Eegah is really a 1950s teenage monster film. This was a brief fad that was created after the twin successes of I Was a Teenage Werewolf (1957) and I Was a Teenage Frankenstein (1957), which revisited classic monster themes but with the addition of a focus on teenagers. There were subsequently a host of teen titled monster movies – Teenage Caveman (1958), Teenagers from Outer Space (1958), Teenage Monster (1960), Teenage Zombies (1960) etc. By the early 1960s, the spate of teen monster movies had mutated into a series of teen rock’n’roll and teen surfer monster movies, which included the likes of The Horror of Party Beach (1964), Monster from the Surf (1965), Village of the Giants (1965) and The Ghost in the Invisible Bikini (1966). Eegah tried to graft the hoary old revived caveman story onto a teen rock’n’roll film. Thus we get all the customary rock’n’roll scenes with Arch Hall Jr crooning by the pool, a good deal of footage of his customised dune buggy running up and down dunes in the desert and the like.

Hiding behind the pseudonym of Nicholas Merriweather is producer Arch Hall Sr who funded Eegah with $15,000 of borrowed money. (Arch Hall Sr can also be seen playing the role of Roxy’s father under his birth name William Watters). The great surprise for Arch Sr was how Eegah ended up becoming a modest success, making back its miniscule budget several times over. The only person from the film to go onto any subsequent fame was Richard Kiel, who plays the title caveman and went onto become the steel-toothed giant Jaws in the James Bond films The Spy Who Loved Me (1977) and Moonraker (1979), as well as minor parts in other films.

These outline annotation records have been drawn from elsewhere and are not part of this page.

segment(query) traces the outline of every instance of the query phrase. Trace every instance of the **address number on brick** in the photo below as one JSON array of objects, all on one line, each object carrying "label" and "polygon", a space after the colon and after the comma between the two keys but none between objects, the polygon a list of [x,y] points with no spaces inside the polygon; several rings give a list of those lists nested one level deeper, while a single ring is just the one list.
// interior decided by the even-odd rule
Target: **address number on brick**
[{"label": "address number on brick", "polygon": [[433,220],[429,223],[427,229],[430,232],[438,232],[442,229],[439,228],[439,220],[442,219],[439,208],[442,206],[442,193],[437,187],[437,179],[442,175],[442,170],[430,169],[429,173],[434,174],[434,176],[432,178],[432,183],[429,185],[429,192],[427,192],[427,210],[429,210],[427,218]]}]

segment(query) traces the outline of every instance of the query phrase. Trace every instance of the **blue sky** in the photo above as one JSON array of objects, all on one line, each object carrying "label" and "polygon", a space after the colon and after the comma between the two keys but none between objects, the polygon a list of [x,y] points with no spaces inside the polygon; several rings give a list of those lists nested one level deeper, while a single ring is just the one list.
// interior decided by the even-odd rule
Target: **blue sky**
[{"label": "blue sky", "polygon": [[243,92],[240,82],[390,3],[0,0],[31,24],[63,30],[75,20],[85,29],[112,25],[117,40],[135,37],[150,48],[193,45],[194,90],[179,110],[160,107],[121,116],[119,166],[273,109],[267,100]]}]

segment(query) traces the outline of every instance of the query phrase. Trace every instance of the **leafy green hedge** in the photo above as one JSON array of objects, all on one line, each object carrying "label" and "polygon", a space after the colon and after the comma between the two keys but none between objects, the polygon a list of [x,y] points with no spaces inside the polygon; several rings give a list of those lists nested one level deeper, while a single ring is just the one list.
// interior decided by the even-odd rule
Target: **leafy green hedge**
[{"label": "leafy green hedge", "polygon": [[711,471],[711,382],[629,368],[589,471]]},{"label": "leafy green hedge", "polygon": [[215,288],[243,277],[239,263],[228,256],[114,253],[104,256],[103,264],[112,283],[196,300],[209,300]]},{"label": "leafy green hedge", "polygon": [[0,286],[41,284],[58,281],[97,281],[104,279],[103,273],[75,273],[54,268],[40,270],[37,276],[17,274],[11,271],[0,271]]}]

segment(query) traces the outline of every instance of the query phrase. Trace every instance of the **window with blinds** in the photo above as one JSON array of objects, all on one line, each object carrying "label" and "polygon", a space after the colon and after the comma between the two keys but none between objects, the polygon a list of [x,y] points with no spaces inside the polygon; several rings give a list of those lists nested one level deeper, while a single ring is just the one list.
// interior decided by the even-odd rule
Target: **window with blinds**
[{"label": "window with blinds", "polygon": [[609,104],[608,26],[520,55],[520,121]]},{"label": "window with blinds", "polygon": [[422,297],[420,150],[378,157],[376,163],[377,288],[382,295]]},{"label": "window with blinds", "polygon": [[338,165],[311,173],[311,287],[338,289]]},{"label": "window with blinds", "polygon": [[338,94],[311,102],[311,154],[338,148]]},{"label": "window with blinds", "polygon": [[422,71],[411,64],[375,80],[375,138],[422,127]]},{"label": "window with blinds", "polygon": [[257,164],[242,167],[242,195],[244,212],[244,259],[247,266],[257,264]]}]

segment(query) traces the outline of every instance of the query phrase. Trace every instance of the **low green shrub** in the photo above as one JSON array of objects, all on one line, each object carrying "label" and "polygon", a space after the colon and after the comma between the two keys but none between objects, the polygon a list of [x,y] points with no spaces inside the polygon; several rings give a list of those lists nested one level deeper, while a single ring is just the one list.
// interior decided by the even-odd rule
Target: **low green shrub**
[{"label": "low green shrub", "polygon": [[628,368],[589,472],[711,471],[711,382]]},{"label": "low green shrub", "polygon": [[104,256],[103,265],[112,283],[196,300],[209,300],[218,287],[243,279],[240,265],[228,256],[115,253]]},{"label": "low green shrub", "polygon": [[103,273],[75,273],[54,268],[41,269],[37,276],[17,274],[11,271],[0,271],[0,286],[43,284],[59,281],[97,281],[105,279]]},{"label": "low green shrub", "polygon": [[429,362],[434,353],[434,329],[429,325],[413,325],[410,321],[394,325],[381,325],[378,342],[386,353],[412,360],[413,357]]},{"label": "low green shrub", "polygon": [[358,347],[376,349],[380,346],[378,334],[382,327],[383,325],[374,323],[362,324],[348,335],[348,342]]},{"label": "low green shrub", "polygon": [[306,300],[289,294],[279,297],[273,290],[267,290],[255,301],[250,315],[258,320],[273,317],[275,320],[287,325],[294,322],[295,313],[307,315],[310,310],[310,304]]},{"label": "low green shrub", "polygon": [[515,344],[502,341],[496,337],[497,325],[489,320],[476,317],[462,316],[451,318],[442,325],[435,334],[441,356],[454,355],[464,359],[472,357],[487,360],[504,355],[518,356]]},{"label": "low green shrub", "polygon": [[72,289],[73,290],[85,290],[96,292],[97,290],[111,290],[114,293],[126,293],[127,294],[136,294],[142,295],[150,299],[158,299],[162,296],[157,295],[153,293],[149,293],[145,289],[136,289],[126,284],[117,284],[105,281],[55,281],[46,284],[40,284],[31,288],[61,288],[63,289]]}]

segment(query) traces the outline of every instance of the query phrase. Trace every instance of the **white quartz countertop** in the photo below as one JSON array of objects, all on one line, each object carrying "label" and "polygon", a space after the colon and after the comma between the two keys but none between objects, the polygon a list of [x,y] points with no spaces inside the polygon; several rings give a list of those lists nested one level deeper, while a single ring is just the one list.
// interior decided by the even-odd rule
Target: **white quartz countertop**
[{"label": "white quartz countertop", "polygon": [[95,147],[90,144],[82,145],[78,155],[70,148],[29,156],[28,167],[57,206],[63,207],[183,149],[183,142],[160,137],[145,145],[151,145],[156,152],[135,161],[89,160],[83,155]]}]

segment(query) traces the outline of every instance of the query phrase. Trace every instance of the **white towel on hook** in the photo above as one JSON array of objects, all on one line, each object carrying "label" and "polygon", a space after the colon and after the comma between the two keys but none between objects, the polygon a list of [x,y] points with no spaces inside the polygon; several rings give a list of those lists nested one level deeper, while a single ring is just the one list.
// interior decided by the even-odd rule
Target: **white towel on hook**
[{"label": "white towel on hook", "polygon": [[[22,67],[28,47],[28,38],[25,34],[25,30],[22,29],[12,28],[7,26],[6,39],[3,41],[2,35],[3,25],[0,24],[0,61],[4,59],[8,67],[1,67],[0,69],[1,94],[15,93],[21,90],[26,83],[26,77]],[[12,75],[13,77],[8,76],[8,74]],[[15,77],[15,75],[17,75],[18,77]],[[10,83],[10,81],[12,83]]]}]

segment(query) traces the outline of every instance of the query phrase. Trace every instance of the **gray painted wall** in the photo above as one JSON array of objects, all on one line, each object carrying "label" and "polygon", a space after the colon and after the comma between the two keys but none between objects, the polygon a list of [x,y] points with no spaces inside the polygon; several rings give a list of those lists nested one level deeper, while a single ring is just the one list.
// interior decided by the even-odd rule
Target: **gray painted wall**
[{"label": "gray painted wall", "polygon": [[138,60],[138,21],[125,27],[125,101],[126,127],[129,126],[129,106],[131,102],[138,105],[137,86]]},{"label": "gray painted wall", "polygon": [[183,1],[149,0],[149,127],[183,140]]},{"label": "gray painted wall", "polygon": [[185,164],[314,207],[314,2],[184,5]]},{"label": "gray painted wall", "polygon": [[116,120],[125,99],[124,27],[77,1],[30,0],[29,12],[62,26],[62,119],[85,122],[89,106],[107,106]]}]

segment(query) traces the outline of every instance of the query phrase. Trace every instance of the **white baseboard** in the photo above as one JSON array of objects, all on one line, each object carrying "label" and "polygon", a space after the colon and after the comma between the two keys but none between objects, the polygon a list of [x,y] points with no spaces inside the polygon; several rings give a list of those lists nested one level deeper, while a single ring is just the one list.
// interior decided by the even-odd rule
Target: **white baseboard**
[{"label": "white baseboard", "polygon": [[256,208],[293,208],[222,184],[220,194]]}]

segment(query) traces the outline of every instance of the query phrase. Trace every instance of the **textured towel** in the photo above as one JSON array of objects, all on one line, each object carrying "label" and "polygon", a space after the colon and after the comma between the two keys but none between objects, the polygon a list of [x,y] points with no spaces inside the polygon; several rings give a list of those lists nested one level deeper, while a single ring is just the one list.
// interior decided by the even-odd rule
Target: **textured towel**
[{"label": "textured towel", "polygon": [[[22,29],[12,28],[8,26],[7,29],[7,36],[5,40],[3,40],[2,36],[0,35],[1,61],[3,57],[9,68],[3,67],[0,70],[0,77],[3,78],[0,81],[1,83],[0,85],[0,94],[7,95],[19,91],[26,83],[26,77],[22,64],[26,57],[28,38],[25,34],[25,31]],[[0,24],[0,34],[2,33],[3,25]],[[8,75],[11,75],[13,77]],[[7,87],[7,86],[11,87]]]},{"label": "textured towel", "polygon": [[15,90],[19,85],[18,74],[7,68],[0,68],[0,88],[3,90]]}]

Richard Kiel as the caveman Eegah (1962)
Richard Kiel as the caveman Eegah

Hall Sr cast his own son Arch Hall Jr as the teen hero. Arch Hall Jr’s lack of acting abilities has been the subject of wide ridicule in Psychotronic film circles. Arch Hall Jr has the brash, pouty looks of a 1950s youth hero, combined with unusually piercing blue eyes and a prominently coiffed cowlick. Almost certainly, Arch Hall Jr has not a whole lot of acting ability, although to his credit he at least stumbles his way through the part with a certain brash enthusiasm. Arch Jr went onto appear in a handful of other films, almost all for his father, and probably had his greatest role playing the equivalent of real life killer Charles Starkweather in The Sadist (1963), before retiring from acting and becoming an airline pilot.

To Arch Hall Sr’s credit, the film displays a basic competence when it comes to cinematography and editing. The rock’n’roll songs are even surprisingly listenable. In fact, Eegah works quite passably as a B movie – at least up until about the sight of Richard Kiel’s caveman walking along with a club over one shoulder and holding a bunch of flowers for Marilyn Manning in the other hand. It is from this point that Eegah collapses into unintentional laughter and never lets up. The 7’2″ tall Richard Kiel is well cast and certainly looks fearsomely giant-like when looming over Marilyn Manning or fighting Arch Hall Jr.

On the other hand, the parts of the film set in the cave keep slipping into the hysterically funny – the scenes with Marilyn Manning shaving Richard Kiel, after which he somehow automatically emerges not only clean-shaven but with his hair Brylcreamed back; his bringing her a “sulphur drink”; and of her trying to fend off his lustful advances during which he tears her dress off (at least as far as a 1960s teen movie was allowed).

Arch Hall Jr (r) playing with his rock'n'roll band in Eegah (1962)
Arch Hall Jr (r) playing with his rock’n’roll band

The film works up to a Z-budget rehash of the climax of King Kong (1933) – one where New York City has been scaled down to having the giant invade a Palm Springs restaurant and pool party, before Richard Kiel is shot and falls into the pool. The film goes out with Hall Sr noting “Yes, he was real. It says so in The Bible. There was giants in those days – Verse 4, Chapter 32,” a verse that does not exist in actuality.

Arch Hall Sr later went onto produce a handful of films but never directed again. His other films included the Ray Dennis Steckler rock’n’roll film Wild Guitar (1962), the spy comedy The Nasty Rabbit (1965) and several nudies. Hall Sr also wrote the Ted V. Mikels sleaze classic The Corpse Grinders (1971).